The crucial points of the explanation: there is no hallucinogen and Nadan certainly doesn’t take one, Nadan is dead by the end of the story or shortly thereafter, and the last few entries of the journal are forged by some US governmental agency trying to cover up their killing of Nadan.
The explanation does indeed give shape to the story where I could not find any before. It sounds like Mr. Tallman was led to these conclusions by looking at the Biblical Jesus parallel, which in retrospect makes great sense, but which I wouldn’t have considered, not having that background myself. The whole “play” business clearly matches up with the passion play, but oh well, my mind just didn’t work that way. I should have figured out the “Sunday we will be great again” business in connection with Easter, however, so there I’ll chide myself. I’ll chide Wolfe, however, for inserting the red herring of the supposed presence of the hallucinogen, which serves thematic purposes but, to use a timely analogy, makes the story NP-hard: you can verify a solution very quickly, but finding one is damn near impossible because of the multiplication of possibilities involved. And one key clue, that the quality of the journal’s prose decreases once the forgery machine is writing, is amusing to me because I don’t find Nadan’s prose particularly high-quality.

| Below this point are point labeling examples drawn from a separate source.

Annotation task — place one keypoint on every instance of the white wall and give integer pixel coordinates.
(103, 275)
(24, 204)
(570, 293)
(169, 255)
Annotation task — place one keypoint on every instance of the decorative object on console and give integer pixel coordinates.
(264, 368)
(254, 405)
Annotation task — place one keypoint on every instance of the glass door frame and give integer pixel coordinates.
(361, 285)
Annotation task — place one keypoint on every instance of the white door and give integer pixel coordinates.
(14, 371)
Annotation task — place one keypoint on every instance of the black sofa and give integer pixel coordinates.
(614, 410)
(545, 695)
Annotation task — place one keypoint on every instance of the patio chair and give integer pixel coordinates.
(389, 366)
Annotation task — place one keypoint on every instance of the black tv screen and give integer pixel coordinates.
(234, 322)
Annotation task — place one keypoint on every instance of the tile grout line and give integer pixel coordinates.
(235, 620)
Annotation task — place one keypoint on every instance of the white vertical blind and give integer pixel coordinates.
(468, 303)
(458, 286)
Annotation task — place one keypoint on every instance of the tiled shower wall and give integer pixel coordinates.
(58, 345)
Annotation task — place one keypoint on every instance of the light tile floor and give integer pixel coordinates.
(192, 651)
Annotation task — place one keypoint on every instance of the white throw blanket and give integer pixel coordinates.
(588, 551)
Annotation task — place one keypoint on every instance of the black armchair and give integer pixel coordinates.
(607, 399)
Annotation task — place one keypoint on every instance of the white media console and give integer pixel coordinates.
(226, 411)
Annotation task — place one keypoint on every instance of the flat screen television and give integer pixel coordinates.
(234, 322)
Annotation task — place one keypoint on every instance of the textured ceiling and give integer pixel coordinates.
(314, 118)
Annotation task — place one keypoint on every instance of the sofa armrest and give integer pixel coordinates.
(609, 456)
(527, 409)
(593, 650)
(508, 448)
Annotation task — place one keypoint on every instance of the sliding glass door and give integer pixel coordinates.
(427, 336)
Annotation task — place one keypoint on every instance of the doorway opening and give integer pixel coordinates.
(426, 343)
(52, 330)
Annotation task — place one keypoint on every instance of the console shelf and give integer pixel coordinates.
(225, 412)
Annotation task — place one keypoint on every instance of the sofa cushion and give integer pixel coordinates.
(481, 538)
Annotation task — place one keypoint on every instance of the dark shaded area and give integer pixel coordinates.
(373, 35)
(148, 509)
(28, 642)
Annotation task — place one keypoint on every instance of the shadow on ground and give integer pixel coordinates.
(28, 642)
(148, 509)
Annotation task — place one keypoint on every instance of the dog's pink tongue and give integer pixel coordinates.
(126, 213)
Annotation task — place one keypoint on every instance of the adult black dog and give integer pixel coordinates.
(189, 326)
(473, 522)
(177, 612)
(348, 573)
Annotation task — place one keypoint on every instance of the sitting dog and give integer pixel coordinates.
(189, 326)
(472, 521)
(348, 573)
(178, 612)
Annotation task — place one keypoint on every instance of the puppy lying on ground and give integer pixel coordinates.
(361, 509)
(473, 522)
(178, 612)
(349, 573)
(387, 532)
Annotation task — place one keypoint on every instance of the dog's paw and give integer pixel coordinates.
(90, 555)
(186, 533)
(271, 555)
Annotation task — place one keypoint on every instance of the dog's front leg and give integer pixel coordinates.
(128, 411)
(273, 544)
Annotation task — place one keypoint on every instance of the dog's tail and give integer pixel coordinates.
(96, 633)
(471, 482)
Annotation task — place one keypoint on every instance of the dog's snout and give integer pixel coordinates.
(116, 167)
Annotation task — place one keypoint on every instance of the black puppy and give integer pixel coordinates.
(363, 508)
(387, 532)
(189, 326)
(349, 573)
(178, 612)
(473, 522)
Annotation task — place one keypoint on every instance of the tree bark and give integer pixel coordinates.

Still, the ultimate plot details are yet again interesting in revealing Wolfe’s seemingly strong anti-colonial attitudes once again. America looks even worse than it does on initial reading now that their evil plot is revealed, and Islam comes off as positively tolerant. At least in recent years, Wolfe has been something of a Catholic populist right-winger, and so I find it hard to believe he would write this story today. I would say the same of Fifth Head of Cerberus, but here he goes even further and seems to hold up today’s third world as a better model for humanity than Ugly America. Post-Vietnam syndrome?
There were others who claimed knowledge of the story’s plot (and therefore meaning) without giving it. Since all the explanations I found online and elsewhere (including several academic texts, which do their best to fudge the fact that their authors do not have an explanation for the story) fell far short of the satisfaction of Mr. Tallman’s, I’m inclined to be skeptical.